Physics: When you release pressure it causes the water to boil. Water turns to steam and will expand like mini explosions in your food. This is why you should NPR anything where the texture is important, e.g., meats and cheesecake – and beans. That’s when the foaming occurs, too.
By NPR, I assume you mean “natural release” (letting the pressure come down naturally). And not, say, National Public Radio.
I don’t think that’s true about this recipe not destroying the toxins in red kidney beans. You just have to make sure you boil red kidney beans for 10 minutes or more. Pressure cooking certainly meets that standard. Another recipe I found says 35 minutes at high pressure in the Instant Pot for red kidneys. NOTE:You aren’t supposed to cook red kidneys in a SLOW COOKER.

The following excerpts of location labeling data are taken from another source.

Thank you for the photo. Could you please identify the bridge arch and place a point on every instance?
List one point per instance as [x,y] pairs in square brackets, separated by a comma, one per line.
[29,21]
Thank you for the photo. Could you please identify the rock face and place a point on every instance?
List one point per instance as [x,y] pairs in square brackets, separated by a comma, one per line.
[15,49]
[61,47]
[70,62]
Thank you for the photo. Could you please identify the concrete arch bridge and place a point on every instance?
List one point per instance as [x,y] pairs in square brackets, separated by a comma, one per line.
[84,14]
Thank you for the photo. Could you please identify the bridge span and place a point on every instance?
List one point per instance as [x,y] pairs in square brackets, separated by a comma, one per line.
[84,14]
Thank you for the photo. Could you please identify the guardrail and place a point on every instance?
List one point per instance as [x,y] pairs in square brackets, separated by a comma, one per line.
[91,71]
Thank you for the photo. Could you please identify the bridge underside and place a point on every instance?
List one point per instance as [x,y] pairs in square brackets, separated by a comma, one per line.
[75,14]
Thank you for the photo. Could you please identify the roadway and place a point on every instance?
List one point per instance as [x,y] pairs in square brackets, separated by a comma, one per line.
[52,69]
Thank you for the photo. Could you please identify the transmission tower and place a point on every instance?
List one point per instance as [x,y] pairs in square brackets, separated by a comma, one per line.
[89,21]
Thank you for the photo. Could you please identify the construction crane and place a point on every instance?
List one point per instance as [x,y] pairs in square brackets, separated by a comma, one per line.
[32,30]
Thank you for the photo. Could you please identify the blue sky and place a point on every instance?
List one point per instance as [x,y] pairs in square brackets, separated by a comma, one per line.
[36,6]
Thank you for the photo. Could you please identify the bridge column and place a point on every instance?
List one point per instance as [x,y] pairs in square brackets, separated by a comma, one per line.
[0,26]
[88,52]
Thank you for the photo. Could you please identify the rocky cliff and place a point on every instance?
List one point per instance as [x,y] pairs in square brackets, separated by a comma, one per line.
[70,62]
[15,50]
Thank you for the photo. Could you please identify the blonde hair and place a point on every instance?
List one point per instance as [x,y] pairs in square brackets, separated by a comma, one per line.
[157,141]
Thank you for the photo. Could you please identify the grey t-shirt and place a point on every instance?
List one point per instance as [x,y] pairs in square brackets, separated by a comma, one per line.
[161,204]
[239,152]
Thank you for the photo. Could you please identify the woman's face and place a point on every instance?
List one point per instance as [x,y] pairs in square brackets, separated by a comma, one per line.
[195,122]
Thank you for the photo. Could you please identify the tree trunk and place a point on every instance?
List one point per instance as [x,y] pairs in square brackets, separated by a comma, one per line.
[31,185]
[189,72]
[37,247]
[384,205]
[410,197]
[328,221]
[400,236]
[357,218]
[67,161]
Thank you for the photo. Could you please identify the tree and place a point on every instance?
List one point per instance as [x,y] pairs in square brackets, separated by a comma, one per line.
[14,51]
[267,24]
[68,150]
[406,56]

Emily, hello! I’m curious: what’s this about not cooking red kidney beans in a slow cooker? Is it because the beans never reach a true rolling boil? Does it involve phytohaemagglutinin?
If kidney beans are cooked for less time than it takes to destroy the phytohaemagglutinin, they’ll be gross anyway–too hard to be good eating. We want or readers to enjoy safe and tasty food, but I think this is also not a giant threat. Especially in a pressure cooker, as you say!
As far as cook times for beans in a pressure cooker, they take as long as they take. If they’re old, they’ll take longer. Depends on the mood of the bean, you could say.
I was looking for Kidney Bean info… with the 10 minute boil, discard that liquid, and add fresh for IP? Or just continue with the IP recipe? I’m also at 5000-ft+ altitude. The beans will be used in the Indian dish, Rajma. Very soupy. So longer time, softer beans, is the goal. Thank you!
If you mean the quick soak, then yes: discard that liquid before cooking the beans and add fresh liquid. I can’t tell you how long the cook time will be, especially at altitude and with your need for the beans to be soft. No matter what the altitude, I recommend to cooks to eyeball it: begin at the minimum pressure cooking time, and add cooking time as needed to achieve the desired doneness. This can be tedious, but even the same varieties of beans can vary from batch to batch. Older beans take longer to cook. One time I cooked soaked butter beans in my IP, and they were still hard after 16 minutes. Then the last time I did 12 minutes and they were falling apart. So it goes! It’s still worth it, though.
Is there a difference between “boil for 10 minutes” and “quick soak”? To me, the latter means boil and soak for an hour. I boiled for 10, discarded water, added fresh and cooked for 40 minutes (general rule is +5%/1000 feet over 2000 ASL). I COULD have saved that 5 minutes for the 2nd part making the actual dish, but it turned out fine all the same. Thank you!